In Taboola, we deal with scale, huge scale. A small issue might turn into a disaster in a matter of hours. Re-writing and replacing an existing service with a new one is a real challenge, moreover doing it without causing downtime is SCARY.
Reading logs is not an option. Logs are gigantic, unwieldy and span over many machines. It would take hours to combine and analyze them. In this post I will share with you three graphs in Grafana that I think are a must for observing new code. Let’s start…
Did I break production?
You write your shiny code, you (even) test it, but, how would you verify that you didn’t break the production environment? Luckily, we use Grafana, and this actually makes a big difference. My plan was to compare old code vs. new in Grafana, but, where to start?

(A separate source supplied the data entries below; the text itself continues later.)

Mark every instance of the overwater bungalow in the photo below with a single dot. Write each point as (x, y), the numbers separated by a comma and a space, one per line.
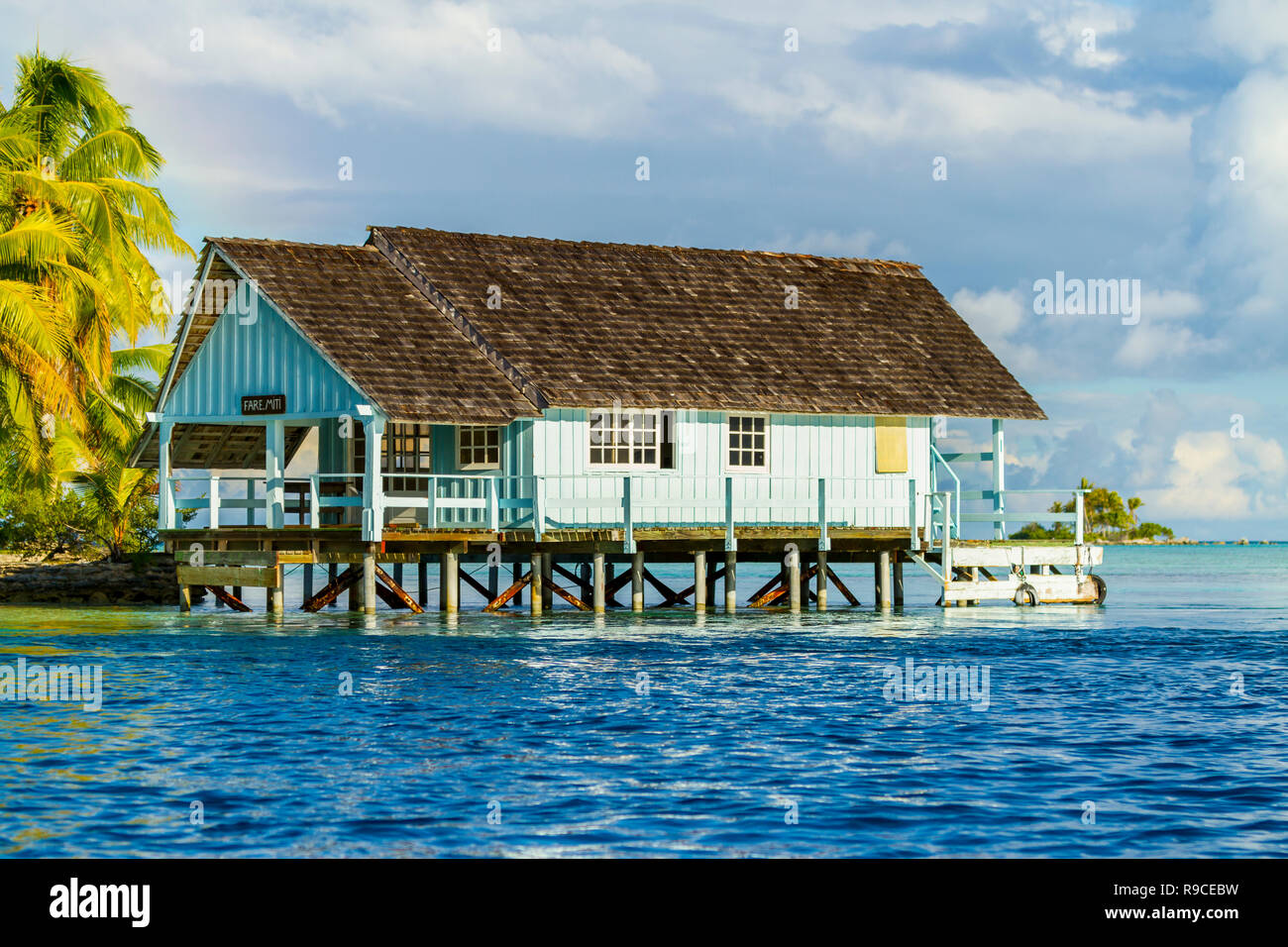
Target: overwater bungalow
(570, 412)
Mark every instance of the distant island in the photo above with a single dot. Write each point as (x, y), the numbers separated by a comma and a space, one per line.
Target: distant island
(1108, 519)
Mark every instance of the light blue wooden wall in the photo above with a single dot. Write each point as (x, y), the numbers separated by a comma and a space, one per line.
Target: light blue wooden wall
(267, 356)
(802, 447)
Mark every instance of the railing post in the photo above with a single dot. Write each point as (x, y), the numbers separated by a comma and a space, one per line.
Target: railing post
(999, 479)
(627, 515)
(912, 513)
(730, 536)
(947, 543)
(214, 501)
(823, 543)
(539, 506)
(274, 474)
(314, 501)
(493, 504)
(165, 492)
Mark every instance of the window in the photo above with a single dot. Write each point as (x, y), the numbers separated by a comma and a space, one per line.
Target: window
(478, 447)
(892, 436)
(623, 438)
(406, 451)
(747, 447)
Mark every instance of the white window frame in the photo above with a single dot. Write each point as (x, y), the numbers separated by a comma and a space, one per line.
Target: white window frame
(725, 431)
(480, 466)
(656, 414)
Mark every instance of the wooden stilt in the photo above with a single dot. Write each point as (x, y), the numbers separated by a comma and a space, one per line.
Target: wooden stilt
(730, 581)
(820, 581)
(548, 583)
(537, 591)
(884, 579)
(794, 582)
(451, 575)
(597, 579)
(369, 582)
(699, 581)
(638, 581)
(442, 583)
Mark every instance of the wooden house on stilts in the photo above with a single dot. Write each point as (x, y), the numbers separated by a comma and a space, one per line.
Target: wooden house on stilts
(571, 412)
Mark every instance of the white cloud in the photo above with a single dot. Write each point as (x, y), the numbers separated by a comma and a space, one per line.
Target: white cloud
(1214, 475)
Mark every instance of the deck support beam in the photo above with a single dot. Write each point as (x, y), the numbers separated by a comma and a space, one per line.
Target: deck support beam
(369, 582)
(638, 581)
(730, 581)
(548, 581)
(794, 581)
(820, 581)
(597, 579)
(452, 578)
(999, 478)
(537, 592)
(883, 567)
(699, 581)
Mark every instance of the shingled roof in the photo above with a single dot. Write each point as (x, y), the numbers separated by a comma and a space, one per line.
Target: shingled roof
(708, 329)
(581, 325)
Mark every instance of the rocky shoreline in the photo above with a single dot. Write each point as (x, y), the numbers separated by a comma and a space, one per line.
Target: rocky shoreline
(150, 579)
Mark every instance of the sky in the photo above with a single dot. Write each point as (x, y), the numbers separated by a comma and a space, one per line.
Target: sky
(996, 145)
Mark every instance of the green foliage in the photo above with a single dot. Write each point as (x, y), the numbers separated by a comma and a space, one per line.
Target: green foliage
(75, 522)
(1106, 517)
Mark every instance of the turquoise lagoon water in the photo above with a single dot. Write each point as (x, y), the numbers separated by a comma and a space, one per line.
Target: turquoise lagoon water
(1153, 725)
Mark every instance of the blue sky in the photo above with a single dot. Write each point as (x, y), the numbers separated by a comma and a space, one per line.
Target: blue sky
(1102, 155)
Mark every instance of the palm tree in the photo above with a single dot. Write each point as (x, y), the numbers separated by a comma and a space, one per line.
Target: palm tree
(76, 215)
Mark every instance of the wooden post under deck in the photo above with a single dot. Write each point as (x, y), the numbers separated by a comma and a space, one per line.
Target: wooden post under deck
(794, 581)
(536, 587)
(883, 567)
(546, 579)
(699, 581)
(369, 582)
(452, 578)
(638, 581)
(820, 579)
(597, 579)
(730, 581)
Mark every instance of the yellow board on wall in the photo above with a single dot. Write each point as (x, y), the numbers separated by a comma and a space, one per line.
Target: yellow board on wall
(892, 445)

You have Grafana… let’s use it!
Frankly, I didn’t know anything about Grafana.
Walking through the office, I saw on my colleagues screens , fancy, colorful graphs. Yet, I couldn’t understand a thing about them. When I looked for existing graphs to copy, I found way too many. So copy & paste was out of the question. Frustrating…
I decided to learn Grafana from the ground up. It took me almost two days – I used Grafana Beginner’s Guide on YouTube as a starting point. This really made a big difference.
Which graphs are absolutely a must?
Assuming you are using a JVM, you want to watch the garbage collector and heap usage, because the JVM’s memory is critical. If it is too high it will break everything.
Must-Have Graph No. 1: Memory (Heap) |
Tip: Use a moving average function see the saw-tooth.
Your graph will be less accurate; yet, it will give you a clearer view of the memory pattern. Even more importantly, it will give you better insights at a glance.
Next, monitor the OS itself, track the CPU. As a rule of thumb, avoid reaching 80%-90% utilization. Remember that there are peaks, and your service needs to cope with them smoothly.
Must-Have Graph No. 2: CPU |
Sidestory – this kind of graph helps me to convince the production IT guys to give me more computing power, as I could show them that I was hogging the CPU.
So far these are the technical KPIs, now, what about applicative KPIs?
Compare Apples to Apples – Keep the Same Metrics
If you want to be sure that things still work, use the same KPIs in the new and old code. If your graph lines continue in the same trend – you can be sure it still works.
Put the old and new metrics together in the same graph, because you want it to be easy to see any mis-alignment.
In the following graph, the new metrics are positive and the old implementation is represented by negative numbers. This “mirror view” is easy on the eyes and helps spot variations.
Must-Have Graph No. 3: Old & New Together |
Tip: You can get this effect by multiplying the old metrics by -1.
Things to remember
- Take the time to learn Grafana – it’s absolutely critical for large scale applications
- Monitor both OS and JVM, in addition to applicative KPIs
- Stick to the old metrics – for the sake of feature parity and trend breaking
- You can use moving average and scaling to -1 for easy comparison
Although replacing a service without downtime is frightening, Grafana can really make a big difference. Grafana gives you the visibility needed to make sure your new code is running and the application is stable.